Cholesterol is an essential component required to establish proper membrane fluidity. It is not clear if a lower than average cholesterol is directly harmful in children. It is often encountered in various illnesses. Low HDL is connected with the metabolic syndrome, diabetes, obesity, choleststasis, and malnutrition. There are some rare metabolic inherited syndromes with low cholesterol, e.g. the Smith-Lemli-Opitz syndrome (a genetic disorder with a high incidence of autism). In this disorder, there is a deficiency of enzyme in the sterol synthethic pathway that converts 7-dehydrocho-lesterol to cholesterol [ 10 ]. Low serum HDL (0.27 mmol/l) and low LCAT (lecithin-cholesterol acyltransferase) activity was found in a proband of a Finnish family. These patients showed corneal opacities, proteinuria, and anemia with somatocytosis. This disease was described by Miettinen et al. in 1995 [ 11 ]. With an association to autism, an early cholesterol supplementation started before the age of five years has been reported to reduce the risk of autism in children with the Smith-Lemli-Opitz syndrome but not if supplementation was given later [ 12 ].

The patients in the present study did not have the metabolic syndrome and were not obese. CSF IGF-1 was low, but it was considered to be due to neurodegenerative process [ 6 ]. Unfortunately, no plasma values were available. Also, diabetes and choleaststasis were excluded. The children had a short stature, but they were not malnourished. The HDL values were not associated with age.

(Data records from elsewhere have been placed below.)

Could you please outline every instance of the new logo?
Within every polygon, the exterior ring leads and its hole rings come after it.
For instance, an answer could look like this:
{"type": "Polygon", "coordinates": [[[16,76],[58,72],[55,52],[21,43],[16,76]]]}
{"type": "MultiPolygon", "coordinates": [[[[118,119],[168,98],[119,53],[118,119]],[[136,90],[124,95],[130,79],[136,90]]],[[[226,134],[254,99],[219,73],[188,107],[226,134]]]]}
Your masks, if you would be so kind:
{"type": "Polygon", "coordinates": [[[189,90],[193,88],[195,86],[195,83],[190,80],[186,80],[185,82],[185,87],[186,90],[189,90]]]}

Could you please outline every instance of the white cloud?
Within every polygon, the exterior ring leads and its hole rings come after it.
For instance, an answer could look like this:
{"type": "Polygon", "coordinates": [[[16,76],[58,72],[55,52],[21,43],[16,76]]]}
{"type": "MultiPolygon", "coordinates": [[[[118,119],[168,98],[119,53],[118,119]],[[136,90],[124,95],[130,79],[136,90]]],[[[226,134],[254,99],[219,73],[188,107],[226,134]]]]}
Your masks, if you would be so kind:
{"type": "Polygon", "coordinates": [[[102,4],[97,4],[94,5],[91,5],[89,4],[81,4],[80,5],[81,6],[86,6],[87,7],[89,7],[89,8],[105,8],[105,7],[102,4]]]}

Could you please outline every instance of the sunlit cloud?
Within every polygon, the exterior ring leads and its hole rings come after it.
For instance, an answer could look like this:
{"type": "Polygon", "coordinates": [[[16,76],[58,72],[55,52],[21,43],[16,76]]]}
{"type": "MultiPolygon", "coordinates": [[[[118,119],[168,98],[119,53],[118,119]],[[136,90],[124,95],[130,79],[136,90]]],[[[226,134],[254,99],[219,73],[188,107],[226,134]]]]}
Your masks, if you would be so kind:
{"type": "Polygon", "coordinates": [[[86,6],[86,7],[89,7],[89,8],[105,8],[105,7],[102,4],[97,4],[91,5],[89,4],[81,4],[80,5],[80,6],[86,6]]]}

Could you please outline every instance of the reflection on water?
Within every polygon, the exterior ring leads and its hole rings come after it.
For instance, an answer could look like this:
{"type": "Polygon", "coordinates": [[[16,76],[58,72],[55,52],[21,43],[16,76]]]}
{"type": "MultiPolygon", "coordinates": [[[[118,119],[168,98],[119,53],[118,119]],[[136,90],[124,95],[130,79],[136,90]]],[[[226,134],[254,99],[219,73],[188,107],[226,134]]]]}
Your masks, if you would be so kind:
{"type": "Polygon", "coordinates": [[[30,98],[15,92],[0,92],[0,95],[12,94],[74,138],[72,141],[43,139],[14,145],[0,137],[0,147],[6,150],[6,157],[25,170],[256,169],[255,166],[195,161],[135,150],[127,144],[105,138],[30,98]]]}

It is known that exercise in obese children may improve the lipid profile [ 13 ]. The effect of physical activity on serum total and low-density lipoprotein cholesterol concentrations varies according to the apolipoprotein E phenotype [ 14 ]. It is not known if almost total immobility, as seen in all the patients with PEHO or PEHO-like patients, could cause low HDL cholesterol.

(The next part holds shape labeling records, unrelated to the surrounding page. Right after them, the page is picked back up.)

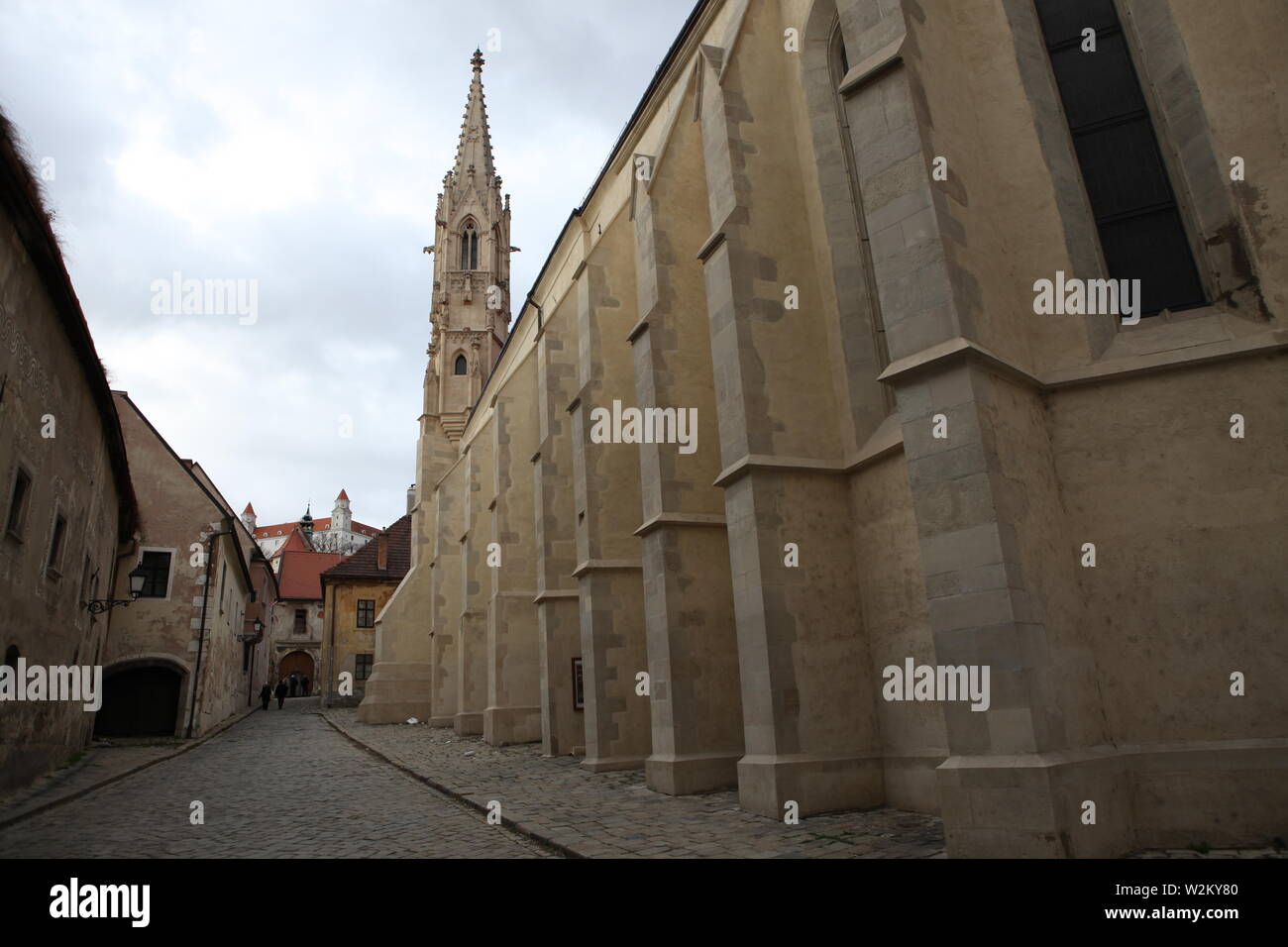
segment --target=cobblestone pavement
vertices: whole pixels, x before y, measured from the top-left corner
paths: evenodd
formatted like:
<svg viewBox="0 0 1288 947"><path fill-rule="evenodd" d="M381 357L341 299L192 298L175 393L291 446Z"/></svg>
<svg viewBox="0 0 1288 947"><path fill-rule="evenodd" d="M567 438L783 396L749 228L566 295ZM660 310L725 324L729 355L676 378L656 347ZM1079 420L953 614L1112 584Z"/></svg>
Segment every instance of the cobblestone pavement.
<svg viewBox="0 0 1288 947"><path fill-rule="evenodd" d="M425 725L371 725L328 710L344 732L411 772L501 814L524 831L590 857L933 858L940 821L896 809L811 816L799 825L752 816L738 794L666 796L641 770L592 773L535 743L493 747Z"/></svg>
<svg viewBox="0 0 1288 947"><path fill-rule="evenodd" d="M353 746L316 700L0 830L0 857L540 858L553 853ZM205 805L205 825L189 805Z"/></svg>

We do not know if low concentrations of HDL cholesterol are secondary or primary to the disease. Low values were seen both in genetically conformed PEHO patients and PE-HO-like patients, a disease that seems to be heterogenous and without any known cause. Unfortunately, the amount of plasma was limited, and we could not perform further analyses. It would be urgent to study the lipid metabolism (synthesis and absorption) in new cases. If the lipid dysfunction is primary, interventions might be possible.

Conclusions

No metabolic cause of Progressive Encephalopathy with Edema, Hypsarrhythmia, and Optic Atrophy (PEHO) syndrome or PEHO-like patients has been found. The goal of this study was to assess the serum lipid pattern of the patients. In this study, eight children with PEHO syndrome (all genetically confirmed to have the “true” PEHO syndrome) and ten with PEHO-like syndrome were studied.

The high prevalence of low high-density cholesterol is a novel finding in these children with many dysmorphic features. However, it is not known whether it is primary or secondary to the neurodegenerative disease. If the lipid dysfunction is primary, interventions might be possible.